DEV Community

Cover image for I Over-Engineered My Agent (Here's What I Learned)
Gantz AI for Gantz

Posted on

I Over-Engineered My Agent (Here's What I Learned)

I spent 3 months building the perfect agent architecture.

It had everything:

  • Multi-tier memory system
  • Hierarchical planning
  • Self-reflection loops
  • Multi-agent coordination
  • Custom embedding pipeline
  • Sophisticated error recovery

It was beautiful.

Users hated it.

Here's what went wrong.

The vision

I was building a coding assistant. My architecture looked like this:

┌─────────────────────────────────────────────────────────────┐
│                    ORCHESTRATOR AGENT                        │
├─────────────────────────────────────────────────────────────┤
│                                                              │
│  ┌─────────────┐  ┌─────────────┐  ┌─────────────┐          │
│  │   PLANNER   │  │  EXECUTOR   │  │  REVIEWER   │          │
│  │    AGENT    │──│    AGENT    │──│    AGENT    │          │
│  └─────────────┘  └─────────────┘  └─────────────┘          │
│         │                │                │                  │
│         ▼                ▼                ▼                  │
│  ┌─────────────────────────────────────────────────┐        │
│  │              SHARED MEMORY SYSTEM                │        │
│  │  ┌─────────┐ ┌─────────┐ ┌─────────┐ ┌───────┐  │        │
│  │  │ Working │ │ Episodic│ │Semantic │ │ Long  │  │        │
│  │  │ Memory  │ │ Memory  │ │ Memory  │ │ Term  │  │        │
│  │  └─────────┘ └─────────┘ └─────────┘ └───────┘  │        │
│  └─────────────────────────────────────────────────┘        │
│                           │                                  │
│         ┌─────────────────┴─────────────────┐               │
│         ▼                                   ▼               │
│  ┌─────────────┐                    ┌─────────────┐         │
│  │    TOOLS    │                    │  REFLECTION │         │
│  │   (15 MCP)  │                    │    MODULE   │         │
│  └─────────────┘                    └─────────────┘         │
│                                                              │
└─────────────────────────────────────────────────────────────┘
Enter fullscreen mode Exit fullscreen mode

Impressive, right?

What I built

Multi-agent system

Three specialized agents:

class PlannerAgent:
    """Creates detailed execution plans"""
    def plan(self, task):
        return self.llm.create(
            system="You are a planning specialist...",
            messages=[{"role": "user", "content": f"Plan: {task}"}]
        )

class ExecutorAgent:
    """Executes individual steps"""
    def execute(self, step, tools):
        return self.llm.create(
            system="You are an execution specialist...",
            tools=tools,
            messages=[{"role": "user", "content": f"Execute: {step}"}]
        )

class ReviewerAgent:
    """Reviews and critiques work"""
    def review(self, work):
        return self.llm.create(
            system="You are a code review specialist...",
            messages=[{"role": "user", "content": f"Review: {work}"}]
        )
Enter fullscreen mode Exit fullscreen mode

Four-tier memory

class MemorySystem:
    def __init__(self):
        self.working = WorkingMemory()      # Current task
        self.episodic = EpisodicMemory()    # Past conversations
        self.semantic = SemanticMemory()    # Learned facts (vector DB)
        self.long_term = LongTermMemory()   # Persistent storage
Enter fullscreen mode Exit fullscreen mode

Reflection loop

def execute_with_reflection(self, task):
    for attempt in range(3):
        result = self.executor.execute(task)

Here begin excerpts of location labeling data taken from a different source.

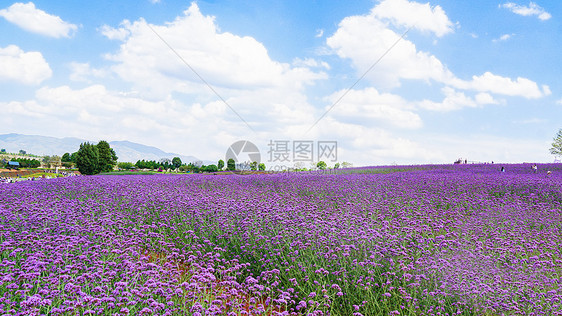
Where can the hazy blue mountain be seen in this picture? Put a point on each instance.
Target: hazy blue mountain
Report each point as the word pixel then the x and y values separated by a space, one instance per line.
pixel 44 145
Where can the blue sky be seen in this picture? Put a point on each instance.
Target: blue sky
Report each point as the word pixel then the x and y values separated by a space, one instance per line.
pixel 473 79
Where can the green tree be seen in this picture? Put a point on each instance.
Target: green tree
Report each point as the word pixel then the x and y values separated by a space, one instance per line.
pixel 87 159
pixel 231 165
pixel 557 144
pixel 65 157
pixel 211 168
pixel 107 159
pixel 176 162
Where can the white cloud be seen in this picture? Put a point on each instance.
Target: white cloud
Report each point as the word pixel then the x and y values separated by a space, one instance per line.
pixel 84 72
pixel 413 14
pixel 29 18
pixel 311 63
pixel 534 120
pixel 532 9
pixel 489 82
pixel 24 67
pixel 319 33
pixel 116 33
pixel 504 37
pixel 455 100
pixel 364 39
pixel 226 61
pixel 370 107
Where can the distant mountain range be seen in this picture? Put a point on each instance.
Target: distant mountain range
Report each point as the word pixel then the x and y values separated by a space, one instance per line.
pixel 44 145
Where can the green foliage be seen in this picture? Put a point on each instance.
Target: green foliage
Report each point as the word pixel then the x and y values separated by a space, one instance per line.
pixel 176 162
pixel 557 144
pixel 107 158
pixel 87 159
pixel 231 165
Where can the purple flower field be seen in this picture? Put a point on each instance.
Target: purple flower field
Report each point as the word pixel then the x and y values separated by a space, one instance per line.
pixel 424 240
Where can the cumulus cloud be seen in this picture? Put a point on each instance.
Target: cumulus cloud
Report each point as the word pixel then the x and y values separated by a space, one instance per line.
pixel 223 59
pixel 24 67
pixel 532 9
pixel 504 37
pixel 413 14
pixel 370 107
pixel 83 72
pixel 364 39
pixel 29 18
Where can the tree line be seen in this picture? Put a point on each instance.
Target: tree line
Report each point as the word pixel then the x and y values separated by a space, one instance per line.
pixel 92 159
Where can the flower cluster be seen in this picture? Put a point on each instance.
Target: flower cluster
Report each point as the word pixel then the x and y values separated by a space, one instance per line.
pixel 432 240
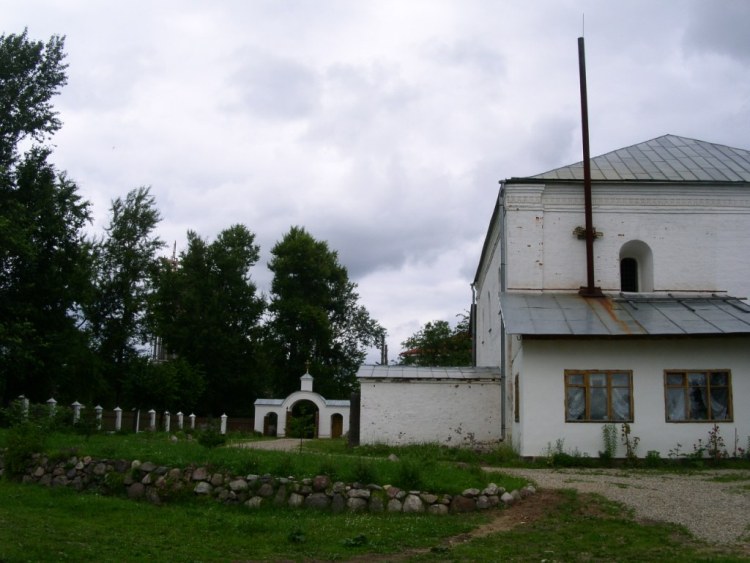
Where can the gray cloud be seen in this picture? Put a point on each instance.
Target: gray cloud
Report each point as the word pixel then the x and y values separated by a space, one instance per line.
pixel 382 127
pixel 720 28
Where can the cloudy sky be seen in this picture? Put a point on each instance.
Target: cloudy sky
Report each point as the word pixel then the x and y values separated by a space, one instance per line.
pixel 382 127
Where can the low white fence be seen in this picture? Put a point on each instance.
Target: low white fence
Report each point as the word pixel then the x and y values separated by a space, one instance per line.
pixel 151 422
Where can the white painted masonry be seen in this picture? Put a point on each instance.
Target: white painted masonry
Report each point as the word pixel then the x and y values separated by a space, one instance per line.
pixel 681 209
pixel 328 410
pixel 407 405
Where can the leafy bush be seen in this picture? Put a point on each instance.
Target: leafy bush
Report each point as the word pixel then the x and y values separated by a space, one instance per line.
pixel 25 437
pixel 652 459
pixel 364 472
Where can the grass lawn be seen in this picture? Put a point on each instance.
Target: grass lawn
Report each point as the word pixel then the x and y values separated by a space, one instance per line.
pixel 50 524
pixel 42 524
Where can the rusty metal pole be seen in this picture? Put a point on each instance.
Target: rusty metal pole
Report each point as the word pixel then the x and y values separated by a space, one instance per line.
pixel 590 290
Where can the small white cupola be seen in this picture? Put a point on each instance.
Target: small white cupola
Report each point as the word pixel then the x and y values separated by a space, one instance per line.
pixel 306 380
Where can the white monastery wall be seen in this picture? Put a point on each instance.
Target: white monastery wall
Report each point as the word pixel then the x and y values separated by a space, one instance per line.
pixel 542 389
pixel 449 412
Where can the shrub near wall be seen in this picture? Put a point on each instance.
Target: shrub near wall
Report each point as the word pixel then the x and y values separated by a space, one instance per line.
pixel 158 484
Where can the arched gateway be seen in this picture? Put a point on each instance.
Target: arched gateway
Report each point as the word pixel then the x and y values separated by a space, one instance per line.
pixel 275 417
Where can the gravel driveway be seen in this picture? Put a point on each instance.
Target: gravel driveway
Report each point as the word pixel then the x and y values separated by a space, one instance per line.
pixel 713 505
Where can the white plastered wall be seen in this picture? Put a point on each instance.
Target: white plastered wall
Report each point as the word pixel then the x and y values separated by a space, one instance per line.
pixel 451 412
pixel 325 413
pixel 696 234
pixel 542 410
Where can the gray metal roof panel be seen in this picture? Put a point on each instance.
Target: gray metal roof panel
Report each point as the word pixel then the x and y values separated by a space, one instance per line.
pixel 269 402
pixel 631 314
pixel 398 372
pixel 666 158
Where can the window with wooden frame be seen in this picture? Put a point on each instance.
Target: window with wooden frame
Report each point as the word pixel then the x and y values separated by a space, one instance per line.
pixel 698 395
pixel 598 395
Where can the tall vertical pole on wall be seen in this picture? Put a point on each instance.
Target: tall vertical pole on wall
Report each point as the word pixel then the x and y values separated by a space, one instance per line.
pixel 354 417
pixel 590 289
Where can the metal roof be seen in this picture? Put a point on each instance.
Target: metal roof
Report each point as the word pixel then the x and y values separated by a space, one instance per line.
pixel 627 314
pixel 430 373
pixel 667 158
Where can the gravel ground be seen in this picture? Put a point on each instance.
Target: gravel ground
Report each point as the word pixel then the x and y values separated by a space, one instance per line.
pixel 713 505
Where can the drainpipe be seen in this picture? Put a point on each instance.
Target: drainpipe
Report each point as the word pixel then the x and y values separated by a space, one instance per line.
pixel 503 354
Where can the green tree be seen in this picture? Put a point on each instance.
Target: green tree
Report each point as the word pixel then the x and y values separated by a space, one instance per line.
pixel 437 344
pixel 315 317
pixel 44 256
pixel 207 312
pixel 31 74
pixel 126 264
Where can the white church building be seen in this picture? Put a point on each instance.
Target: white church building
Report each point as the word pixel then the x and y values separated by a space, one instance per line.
pixel 273 417
pixel 666 348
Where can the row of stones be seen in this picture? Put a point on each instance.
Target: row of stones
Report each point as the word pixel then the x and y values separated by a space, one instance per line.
pixel 158 484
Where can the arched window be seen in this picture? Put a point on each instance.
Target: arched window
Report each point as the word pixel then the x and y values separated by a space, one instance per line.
pixel 636 267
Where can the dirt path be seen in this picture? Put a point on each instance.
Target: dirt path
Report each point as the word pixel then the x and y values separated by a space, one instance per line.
pixel 714 505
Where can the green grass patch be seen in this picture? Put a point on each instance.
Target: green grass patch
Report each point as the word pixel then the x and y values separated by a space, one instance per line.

        reflection = self.reflector.reflect(result)

        if reflection.is_good:
            return result

        task = self.improve_task(task, reflection.feedback)

    return result
Enter fullscreen mode Exit fullscreen mode

15 specialized tools

tools:
  - read_file
  - read_file_range
  - write_file
  - patch_file
  - search_content
  - search_files
  - search_symbols
  - run_command
  - run_tests
  - lint_code
  - format_code
  - git_status
  - git_diff
  - git_commit
  - analyze_dependencies
Enter fullscreen mode Exit fullscreen mode

The problems

Problem 1: It was slow

User: "Add a print statement to main.py"

My agent:
1. Planner analyzes task (2s)
2. Creates 5-step plan (3s)
3. Executor reads file (1s)
4. Executor makes change (2s)
5. Reviewer checks work (3s)
6. Reflection evaluates (2s)
7. Memory updates (1s)

Total: 14 seconds

Simple agent:
1. Read file (0.5s)
2. Make change (1s)

Total: 1.5 seconds
Enter fullscreen mode Exit fullscreen mode

14 seconds for a one-line change. Users didn't wait.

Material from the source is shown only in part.